Several other spreads are shown in the lower left side of the Bloomberg page. The G-Spread is the street convention yield minus the yield on an interpolated Treasury curve. The idea is to find the point on the government bond yield curve that best matches the maturity on the IBM bond because there is no Treasury maturing on 11/01/19. I-spread is similar in that it is the bond yield minus the yield on an interpolated interest rate swap curve – more on swaps in Chapter 8. The Basis relates the bond spread to prices on credit default swaps – a great topic but one not covered in this book (sorry).

The Z-spread is the uniform increment over a benchmark spot (i.e., zero- coupon) curve that obtains the full price of the bond. This calculation is shown in Chapter 5. The asset swap spread (ASW) is the difference between the bond's coupon rate and a corresponding fixed rate on an interest rate swap.
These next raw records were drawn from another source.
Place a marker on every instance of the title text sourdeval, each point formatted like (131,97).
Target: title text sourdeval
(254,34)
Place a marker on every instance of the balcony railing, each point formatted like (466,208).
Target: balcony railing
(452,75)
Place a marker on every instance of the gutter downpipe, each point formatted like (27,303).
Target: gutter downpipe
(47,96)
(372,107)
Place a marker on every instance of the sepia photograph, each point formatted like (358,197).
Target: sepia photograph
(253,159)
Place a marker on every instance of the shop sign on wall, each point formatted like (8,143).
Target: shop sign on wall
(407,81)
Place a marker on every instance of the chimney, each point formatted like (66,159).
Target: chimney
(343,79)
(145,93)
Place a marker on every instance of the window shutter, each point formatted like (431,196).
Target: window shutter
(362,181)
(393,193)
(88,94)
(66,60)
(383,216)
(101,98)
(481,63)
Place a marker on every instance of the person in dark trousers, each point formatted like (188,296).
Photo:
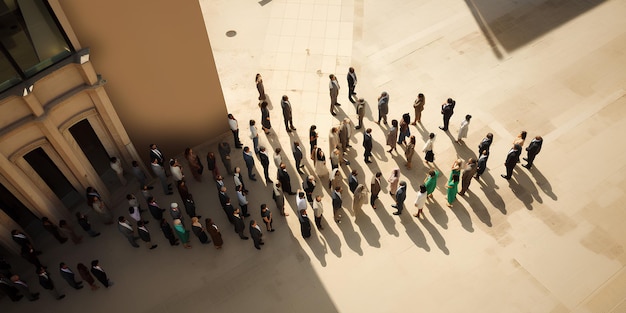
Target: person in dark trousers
(447,110)
(257,235)
(532,150)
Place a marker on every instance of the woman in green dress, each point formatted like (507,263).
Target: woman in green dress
(182,233)
(431,182)
(453,188)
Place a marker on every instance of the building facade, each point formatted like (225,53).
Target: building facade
(61,119)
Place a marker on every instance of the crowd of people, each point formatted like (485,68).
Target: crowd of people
(307,191)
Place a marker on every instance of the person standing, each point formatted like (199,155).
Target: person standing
(85,225)
(337,204)
(418,105)
(431,182)
(333,85)
(53,229)
(259,86)
(305,224)
(265,162)
(485,144)
(298,154)
(69,276)
(393,181)
(83,271)
(141,176)
(287,113)
(283,178)
(168,232)
(239,225)
(383,107)
(234,128)
(351,84)
(46,282)
(198,230)
(410,150)
(224,151)
(360,111)
(512,158)
(195,165)
(429,156)
(375,188)
(367,144)
(254,135)
(400,197)
(23,288)
(266,215)
(469,172)
(127,230)
(532,150)
(279,198)
(313,137)
(100,274)
(392,135)
(144,235)
(421,201)
(447,110)
(353,181)
(266,124)
(453,187)
(255,232)
(182,233)
(249,159)
(116,166)
(214,232)
(359,199)
(463,130)
(155,210)
(318,210)
(159,171)
(481,164)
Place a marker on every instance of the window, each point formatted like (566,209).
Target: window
(30,40)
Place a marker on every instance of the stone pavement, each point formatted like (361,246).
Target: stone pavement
(549,240)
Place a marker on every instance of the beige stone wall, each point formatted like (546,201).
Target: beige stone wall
(158,63)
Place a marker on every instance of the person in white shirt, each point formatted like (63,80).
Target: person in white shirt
(421,200)
(234,127)
(116,165)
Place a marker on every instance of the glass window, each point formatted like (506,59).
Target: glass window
(30,40)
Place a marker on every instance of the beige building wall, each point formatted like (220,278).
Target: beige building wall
(159,67)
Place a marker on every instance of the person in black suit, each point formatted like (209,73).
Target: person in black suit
(265,162)
(353,182)
(351,84)
(256,234)
(297,155)
(239,225)
(485,144)
(69,276)
(249,159)
(283,178)
(367,144)
(532,150)
(100,274)
(447,109)
(400,197)
(46,282)
(155,210)
(337,203)
(512,158)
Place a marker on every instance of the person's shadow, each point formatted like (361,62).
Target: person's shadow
(543,183)
(439,240)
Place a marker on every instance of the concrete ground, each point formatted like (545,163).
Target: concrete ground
(549,240)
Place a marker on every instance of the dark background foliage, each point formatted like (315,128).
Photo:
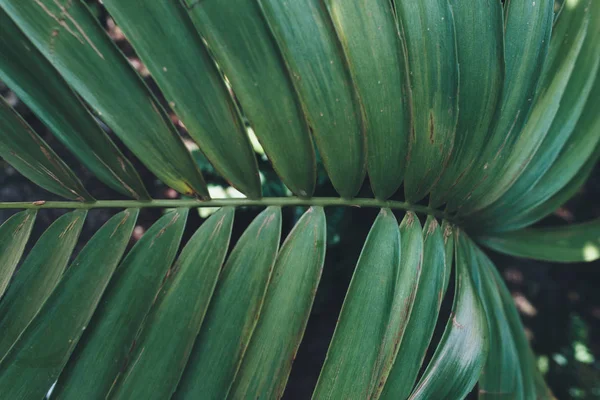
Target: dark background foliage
(559,303)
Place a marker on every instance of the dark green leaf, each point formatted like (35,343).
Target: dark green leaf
(427,28)
(171,328)
(419,329)
(14,234)
(354,353)
(27,72)
(307,40)
(41,353)
(233,312)
(168,44)
(242,44)
(103,351)
(37,278)
(369,35)
(268,361)
(68,35)
(462,352)
(479,29)
(25,150)
(569,244)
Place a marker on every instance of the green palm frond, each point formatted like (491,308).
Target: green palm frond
(478,117)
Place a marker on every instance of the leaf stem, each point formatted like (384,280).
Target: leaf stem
(264,202)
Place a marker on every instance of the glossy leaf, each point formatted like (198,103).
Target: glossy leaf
(462,351)
(427,28)
(14,234)
(352,359)
(102,351)
(29,154)
(527,29)
(567,40)
(37,278)
(233,312)
(244,48)
(68,35)
(368,32)
(168,44)
(27,72)
(324,85)
(479,27)
(419,328)
(54,333)
(571,108)
(177,313)
(268,361)
(569,244)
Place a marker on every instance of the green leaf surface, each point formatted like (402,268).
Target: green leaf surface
(427,29)
(564,177)
(165,39)
(38,357)
(501,376)
(419,328)
(312,52)
(29,154)
(567,41)
(368,32)
(527,30)
(352,360)
(14,234)
(69,36)
(103,350)
(244,48)
(479,27)
(27,72)
(37,278)
(233,312)
(571,108)
(268,361)
(462,351)
(177,313)
(568,244)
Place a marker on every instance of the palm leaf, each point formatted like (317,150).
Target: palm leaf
(487,110)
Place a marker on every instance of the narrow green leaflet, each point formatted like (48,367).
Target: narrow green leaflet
(427,28)
(27,72)
(479,29)
(268,361)
(501,376)
(369,35)
(571,108)
(419,328)
(314,57)
(536,213)
(14,234)
(27,152)
(567,41)
(527,29)
(532,382)
(103,350)
(462,352)
(68,35)
(53,334)
(353,355)
(244,48)
(405,290)
(233,311)
(568,244)
(576,157)
(168,44)
(158,360)
(37,278)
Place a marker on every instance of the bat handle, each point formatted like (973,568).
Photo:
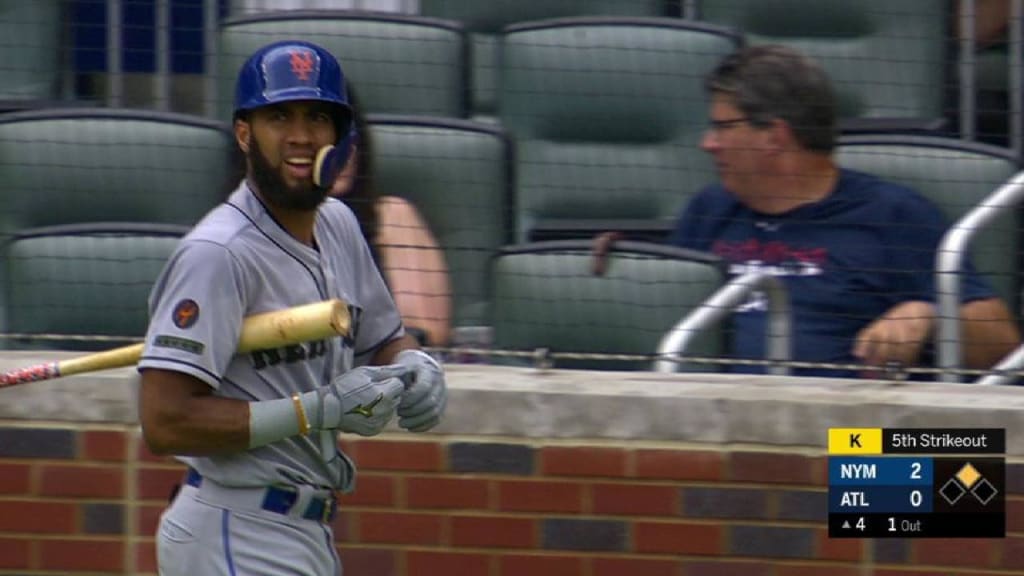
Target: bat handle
(31,374)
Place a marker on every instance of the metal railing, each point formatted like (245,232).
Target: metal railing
(719,305)
(949,264)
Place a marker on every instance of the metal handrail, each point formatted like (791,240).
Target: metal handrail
(721,304)
(949,263)
(1013,361)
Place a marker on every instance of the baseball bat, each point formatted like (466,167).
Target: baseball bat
(266,330)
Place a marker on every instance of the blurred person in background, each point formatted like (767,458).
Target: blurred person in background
(856,252)
(406,250)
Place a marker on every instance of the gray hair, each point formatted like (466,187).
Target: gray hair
(773,81)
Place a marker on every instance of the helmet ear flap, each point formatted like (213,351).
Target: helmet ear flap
(332,159)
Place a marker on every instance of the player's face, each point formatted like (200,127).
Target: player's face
(283,144)
(735,145)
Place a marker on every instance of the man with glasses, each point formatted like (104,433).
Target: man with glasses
(856,253)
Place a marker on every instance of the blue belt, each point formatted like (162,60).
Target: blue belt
(282,499)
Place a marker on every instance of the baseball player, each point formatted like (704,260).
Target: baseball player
(259,430)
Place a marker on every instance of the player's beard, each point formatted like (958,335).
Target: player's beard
(271,186)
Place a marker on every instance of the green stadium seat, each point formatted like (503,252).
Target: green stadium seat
(61,166)
(458,174)
(398,64)
(30,48)
(887,57)
(956,175)
(606,115)
(546,297)
(90,280)
(485,19)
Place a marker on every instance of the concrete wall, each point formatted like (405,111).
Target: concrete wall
(532,472)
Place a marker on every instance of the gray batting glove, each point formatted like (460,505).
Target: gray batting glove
(425,399)
(360,401)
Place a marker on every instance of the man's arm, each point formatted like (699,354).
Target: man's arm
(987,333)
(180,415)
(387,353)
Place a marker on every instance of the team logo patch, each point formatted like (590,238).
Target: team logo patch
(184,344)
(185,314)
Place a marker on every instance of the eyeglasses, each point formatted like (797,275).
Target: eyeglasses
(722,125)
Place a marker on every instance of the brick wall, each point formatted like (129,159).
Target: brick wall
(86,500)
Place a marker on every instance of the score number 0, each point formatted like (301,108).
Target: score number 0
(915,496)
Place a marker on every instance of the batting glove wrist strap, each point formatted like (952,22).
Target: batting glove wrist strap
(425,399)
(361,401)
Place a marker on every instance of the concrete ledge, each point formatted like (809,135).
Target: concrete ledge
(576,405)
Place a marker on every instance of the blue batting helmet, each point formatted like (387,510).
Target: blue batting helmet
(294,70)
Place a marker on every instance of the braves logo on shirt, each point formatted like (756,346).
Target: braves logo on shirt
(185,314)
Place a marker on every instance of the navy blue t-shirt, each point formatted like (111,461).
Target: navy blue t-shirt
(845,260)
Finally, the option-adjusted spread (OAS) “corrects” the bond spread for the presence of embedded options. This is addressed in Chapter 6.

The duration and convexity calculations in the Risk section on the top right side of the page are very important to the study of bond math, but we have to wait until Chapter 6 for that discussion.

# CONCLUSION

Owning or issuing a standard semiannual payment coupon bond entails dealing with many cash flows. A yield-to-maturity statistic is a way of summarizing these many cash flows into just one number. Of the many yield statistics that are out there, the street convention yield is probably the most informative and the most useful in making decisions. It is information and not just more data. At least it is a decent starting place to think about future coupon reinvestment rates and the probability of default. It does, however, neglect the inevitability of taxation. That no longer can be avoided.